Reward Function Design#

The current reward is composed of state cost, velocity cost, control cost, success bonus, and out-of-bounds penalty:

state_cost = 0.5 * sum(qpos ** 2)
velocity_cost = 0.5 * velocity_cost_coef * sum(qvel ** 2)
control_cost = 0.5 * control_cost_coef * sum(action ** 2)

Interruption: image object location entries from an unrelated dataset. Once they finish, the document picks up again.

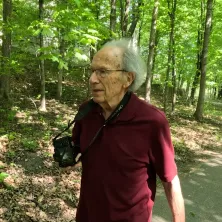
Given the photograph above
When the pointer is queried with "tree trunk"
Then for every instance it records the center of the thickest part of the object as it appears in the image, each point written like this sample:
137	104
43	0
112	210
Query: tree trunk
151	50
61	70
219	96
171	52
208	25
199	47
113	18
188	89
6	50
125	18
41	64
135	18
140	28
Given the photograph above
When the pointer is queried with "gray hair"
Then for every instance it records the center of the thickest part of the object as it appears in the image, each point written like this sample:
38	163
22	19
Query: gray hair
132	61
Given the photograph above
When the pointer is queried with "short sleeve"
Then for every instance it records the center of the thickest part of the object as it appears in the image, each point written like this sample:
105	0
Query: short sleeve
76	131
162	151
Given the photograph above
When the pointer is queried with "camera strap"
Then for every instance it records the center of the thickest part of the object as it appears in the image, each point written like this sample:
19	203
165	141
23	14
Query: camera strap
114	115
81	113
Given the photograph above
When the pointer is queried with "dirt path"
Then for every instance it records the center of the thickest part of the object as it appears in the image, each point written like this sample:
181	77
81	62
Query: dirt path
202	189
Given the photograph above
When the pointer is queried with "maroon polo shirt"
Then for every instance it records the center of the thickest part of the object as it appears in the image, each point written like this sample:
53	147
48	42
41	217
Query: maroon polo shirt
119	171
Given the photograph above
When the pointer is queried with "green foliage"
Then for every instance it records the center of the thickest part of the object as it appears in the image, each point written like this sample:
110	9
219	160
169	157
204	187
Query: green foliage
3	175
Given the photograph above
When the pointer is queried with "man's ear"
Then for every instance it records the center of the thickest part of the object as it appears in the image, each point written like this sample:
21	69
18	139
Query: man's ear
130	76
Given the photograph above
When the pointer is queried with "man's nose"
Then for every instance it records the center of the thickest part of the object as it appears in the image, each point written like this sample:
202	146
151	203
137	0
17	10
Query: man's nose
93	78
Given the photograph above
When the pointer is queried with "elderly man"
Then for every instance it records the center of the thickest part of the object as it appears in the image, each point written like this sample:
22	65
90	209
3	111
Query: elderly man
119	171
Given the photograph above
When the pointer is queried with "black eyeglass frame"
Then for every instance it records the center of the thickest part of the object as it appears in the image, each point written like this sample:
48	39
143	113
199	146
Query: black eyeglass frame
104	71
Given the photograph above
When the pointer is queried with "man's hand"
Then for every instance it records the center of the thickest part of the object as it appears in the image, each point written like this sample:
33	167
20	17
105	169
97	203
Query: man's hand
71	168
175	199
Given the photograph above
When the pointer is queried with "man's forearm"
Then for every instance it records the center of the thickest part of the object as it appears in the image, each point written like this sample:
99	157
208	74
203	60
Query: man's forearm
175	199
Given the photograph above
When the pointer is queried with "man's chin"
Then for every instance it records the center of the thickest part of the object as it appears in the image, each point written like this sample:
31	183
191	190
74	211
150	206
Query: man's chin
98	100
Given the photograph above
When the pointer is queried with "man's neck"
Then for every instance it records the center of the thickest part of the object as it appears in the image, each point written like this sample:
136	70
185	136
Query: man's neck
109	107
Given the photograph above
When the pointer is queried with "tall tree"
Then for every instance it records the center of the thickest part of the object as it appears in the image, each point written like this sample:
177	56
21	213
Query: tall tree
6	49
125	17
171	52
196	80
61	69
135	17
42	63
113	17
208	25
152	42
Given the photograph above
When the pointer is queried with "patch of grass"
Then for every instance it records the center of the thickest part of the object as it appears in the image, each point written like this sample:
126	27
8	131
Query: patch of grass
29	144
182	153
10	154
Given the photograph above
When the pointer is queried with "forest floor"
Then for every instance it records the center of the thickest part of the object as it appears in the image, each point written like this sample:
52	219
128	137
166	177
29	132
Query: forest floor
34	188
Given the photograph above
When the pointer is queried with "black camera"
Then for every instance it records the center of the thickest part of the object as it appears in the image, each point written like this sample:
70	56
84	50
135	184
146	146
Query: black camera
65	153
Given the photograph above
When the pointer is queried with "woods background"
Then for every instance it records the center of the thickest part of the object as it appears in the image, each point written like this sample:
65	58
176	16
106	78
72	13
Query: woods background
46	42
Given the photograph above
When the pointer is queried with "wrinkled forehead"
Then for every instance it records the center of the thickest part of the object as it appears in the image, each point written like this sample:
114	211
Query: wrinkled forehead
110	57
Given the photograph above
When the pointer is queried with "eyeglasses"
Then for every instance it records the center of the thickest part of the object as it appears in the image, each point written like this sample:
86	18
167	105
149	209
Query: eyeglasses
105	72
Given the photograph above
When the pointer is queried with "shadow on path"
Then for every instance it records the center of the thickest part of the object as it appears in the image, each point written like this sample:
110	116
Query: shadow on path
202	190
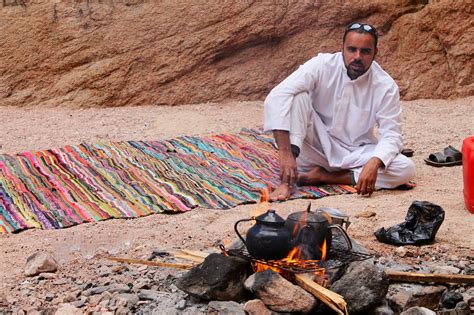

reward = 1.0 - (state_cost + velocity_cost + control_cost)
reward += success_bonus
reward -= out_of_bounds_penalty

Intuitively:

the farther the system is from the origin, the lower the reward
larger velocities reduce the reward
aggressive control inputs reduce the reward
entering a small stable region around the origin yields a success bonus
leaving the valid state boundary triggers an additional penalty

Initial State#

At reset:

the position vector is sampled in a random direction and normalized to a fixed norm
all initial velocities are set to zero

With the current configuration:

dm-lqr-2-1 starts with position norm around 0.8
dm-lqr-6-2 starts with position norm around 1.0

Episode Termination Conditions#

An episode terminates and resets when any of the following conditions is met:

success condition is reached: the position norm is below the success distance threshold and the velocity norm is below the success velocity threshold
out-of-bounds condition is reached: any position exceeds the position boundary or any velocity exceeds the velocity boundary
the full state is sufficiently close to zero
NaN appears in the observation or action

Usage Guide#

1. Environment Preview#

uv run scripts/view.py --env dm-lqr-2-1
uv run scripts/view.py --env dm-lqr-6-2

2. Start Training#

uv run scripts/train.py --env dm-lqr-2-1
uv run scripts/train.py --env dm-lqr-6-2

3. View Training Progress#

uv run tensorboard --logdir runs/dm-lqr-2-1
uv run tensorboard --logdir runs/dm-lqr-6-2

4. Test Training Results#

uv run scripts/play.py --env dm-lqr-2-1
uv run scripts/play.py --env dm-lqr-6-2

Expected Training Results#

dm-lqr-2-1#

The actuated mass pulls the unactuated mass back toward the center.
Both positions and velocities converge to a small neighborhood of zero.
The learned policy does not settle at a biased off-center equilibrium.

dm-lqr-6-2#

The last two actuated masses gradually pull the entire chain back toward the center.
The chain remains stable without obvious divergence or persistent oscillation.
Success rate increases during training while the out-of-bounds rate decreases.